Rooster age for breeding?

Discussion in 'Managing Your Flock' started by gvntofly05, Feb 19, 2010.

  1. gvntofly05

    gvntofly05 Chillin' With My Peeps

    Sep 21, 2009
    Generally, at what age is a rooster old enough to start breeding? I have a flock of EE's that are about to start laying and I have a few BCM roos that are currently 4 weeks old. The ones with the best coloring will stay with my best BCM pullets and the others will be added to the EE's for Olive Eggers. I plan to introduce the roos to the EE's around 16 weeks. Once the upset of new chickens is over can I expect the roos to start mating my hens at that age or do they need to be older?
  2. patandchickens

    patandchickens Flock Mistress

    Apr 20, 2007
    Ontario, Canada
    Cockerels may or may not produce fertile eggs at 16-20 weeks... many will be biologically capable but not have mastered the gymnastics aspect yet, if you know what I mean [​IMG] Having young inexperienced pullets for them to cover will also reduce your chances of fertile eggs. So you can see what happens, but you may have to wait a while.

    Good luck, have fun,

  3. hennyandpenny

    hennyandpenny Chillin' With My Peeps

    Mar 14, 2012
    Dayton, Ohio
    my aameracauna cockeral is roughly 15 weekss and we have fertile eggs.... he is breeding the older hens that are laying... about 1-11/2 years old...
    ChicKat and cackleberrycam like this.
  4. clucknpeck

    clucknpeck Chillin' With My Peeps

    Mar 15, 2012
    I have a brown leghorn rooster that started mating with my pullets at 5 weeks and now at 10 weeks he has definitely got the ummmm... "moves" down. But are you saying pat that he can't actually produce until around 16 weeks? This is very curious.
  5. Rock Home Isle

    Rock Home Isle Chillin' With My Peeps

    Roosters are usually most effective as a breeder at about 1 and half years to 3 or 4 years of age. The breeders that I knew and worked with would rotate out their breeder Roos at about 2 and half to 3 years of age.

    I know that there is a segment of the small flock handlers that will keep 'em till they die...and that may work for them.
  6. dolly85

    dolly85 Chillin' With My Peeps

    Jun 1, 2010
    It depends on the breed and the particular individual. The larger breeds take longer to mature and IMO are much more gentle. My Brahma cross did not crow or mate until 8 months of age and I now have a Langshan cockeral who is 7 months who is not crowing or attempting to mate with his flock of beautiful hens! I have had some bantam Cochins breed as early as 14 or 15 weeks.
  7. SarniaTricia

    SarniaTricia Chillin' With My Peeps

    This was my question today too.

    I have a Freedom Ranger Roo that is "roaring" to get in with mature hens. The group he is in with are Amaracauna/E.Leghorn mixes. I think he has a heck of a time catching the girls, so he really isn't interested in mating them... His "sister" was red like my mature hens and he could catch her, so I thinks, he thinks that he can catch them too.....Had to pull him off her when he snuck by me into the brooder pen (she is there now because he was awful to her!)
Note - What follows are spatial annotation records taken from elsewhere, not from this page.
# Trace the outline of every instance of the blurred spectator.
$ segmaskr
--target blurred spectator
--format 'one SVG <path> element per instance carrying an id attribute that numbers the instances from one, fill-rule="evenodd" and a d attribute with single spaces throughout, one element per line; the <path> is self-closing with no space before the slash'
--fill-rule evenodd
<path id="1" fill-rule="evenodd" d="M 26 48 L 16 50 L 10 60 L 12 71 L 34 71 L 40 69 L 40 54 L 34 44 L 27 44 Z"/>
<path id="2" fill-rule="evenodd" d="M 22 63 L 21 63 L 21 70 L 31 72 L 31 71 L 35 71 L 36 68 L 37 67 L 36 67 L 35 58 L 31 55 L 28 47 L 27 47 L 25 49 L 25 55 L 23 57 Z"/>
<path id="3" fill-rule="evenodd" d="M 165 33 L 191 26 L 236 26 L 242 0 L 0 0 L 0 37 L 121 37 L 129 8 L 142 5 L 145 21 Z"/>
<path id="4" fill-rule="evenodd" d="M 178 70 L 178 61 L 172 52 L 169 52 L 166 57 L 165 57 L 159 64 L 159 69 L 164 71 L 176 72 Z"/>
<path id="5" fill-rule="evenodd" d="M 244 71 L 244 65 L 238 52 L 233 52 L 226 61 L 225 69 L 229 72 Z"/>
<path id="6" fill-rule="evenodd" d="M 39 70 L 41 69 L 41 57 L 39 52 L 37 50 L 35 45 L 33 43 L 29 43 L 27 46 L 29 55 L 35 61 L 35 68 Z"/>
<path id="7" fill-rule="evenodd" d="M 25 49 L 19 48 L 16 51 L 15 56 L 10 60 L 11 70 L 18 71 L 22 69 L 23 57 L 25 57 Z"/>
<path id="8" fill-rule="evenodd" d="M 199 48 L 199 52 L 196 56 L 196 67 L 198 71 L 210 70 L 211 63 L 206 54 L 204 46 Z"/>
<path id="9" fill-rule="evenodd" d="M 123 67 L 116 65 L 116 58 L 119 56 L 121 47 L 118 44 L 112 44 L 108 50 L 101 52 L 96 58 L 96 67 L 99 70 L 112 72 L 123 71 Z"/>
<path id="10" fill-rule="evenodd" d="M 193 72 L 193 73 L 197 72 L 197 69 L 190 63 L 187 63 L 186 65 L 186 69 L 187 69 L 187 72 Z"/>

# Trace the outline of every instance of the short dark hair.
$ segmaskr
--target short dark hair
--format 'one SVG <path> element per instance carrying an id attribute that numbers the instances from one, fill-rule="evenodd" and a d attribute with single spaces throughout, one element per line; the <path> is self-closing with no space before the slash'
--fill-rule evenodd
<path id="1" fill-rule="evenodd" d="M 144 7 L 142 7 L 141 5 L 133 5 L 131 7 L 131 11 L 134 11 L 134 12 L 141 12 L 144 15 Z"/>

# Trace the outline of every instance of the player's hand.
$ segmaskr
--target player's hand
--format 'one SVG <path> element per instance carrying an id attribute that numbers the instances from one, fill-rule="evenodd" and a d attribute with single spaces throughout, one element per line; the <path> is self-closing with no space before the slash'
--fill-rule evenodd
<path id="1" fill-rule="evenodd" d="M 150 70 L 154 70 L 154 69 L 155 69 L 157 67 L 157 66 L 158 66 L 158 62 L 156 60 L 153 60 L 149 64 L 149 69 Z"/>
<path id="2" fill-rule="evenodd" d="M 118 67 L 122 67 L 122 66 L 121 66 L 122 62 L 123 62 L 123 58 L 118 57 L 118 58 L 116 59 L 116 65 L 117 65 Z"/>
    My thought is to breed him (he is currently at 16 weeks and not experiencing any medical issues or leg issues) to my red sex links to see if I can get a more sustainable meat bird...... Then if he makes it till spring (he has a bad attitude and looks very tasty!), breed the most successful of his daughters to him (and his son to the layers again)... I am thinking large breasted layers?? (likely not, but could get a more sustainable meat bird)

    Those extra dang Amaracauna/Leghorn mix roos are such skinny things... I am hoping they will at least make good soup!

    So at 16 weeks, should he successfully fertilize eggs?
  8. ValleyPoultryFarms

    ValleyPoultryFarms Out Of The Brooder

    Aug 19, 2011
    My prime time is 6 months
    ChicKat likes this.
  9. hennyandpenny

    hennyandpenny Chillin' With My Peeps

    Mar 14, 2012
    Dayton, Ohio
    my ameracauna roo is breeding them at 18 weeks about and i have found the bullseye trademark of the fertile eggs.
    ChicKat likes this.
  10. sarajane

    sarajane Out Of The Brooder

    May 17, 2013
    This is so interesting. I'm a total newbie at this. I have 6 pullets right now between the ages of 12-14 weeks. I *think* one of the buff orpingtons is actually a too but it's too hard to tell just yet. It's smaller than the other birds, but significant;y more aggressive. My question-if she turns out to be a he and I keep him....will they start mating soon? And if I don't want to raise more baby chicks (I just wanted eggs)....what do I do???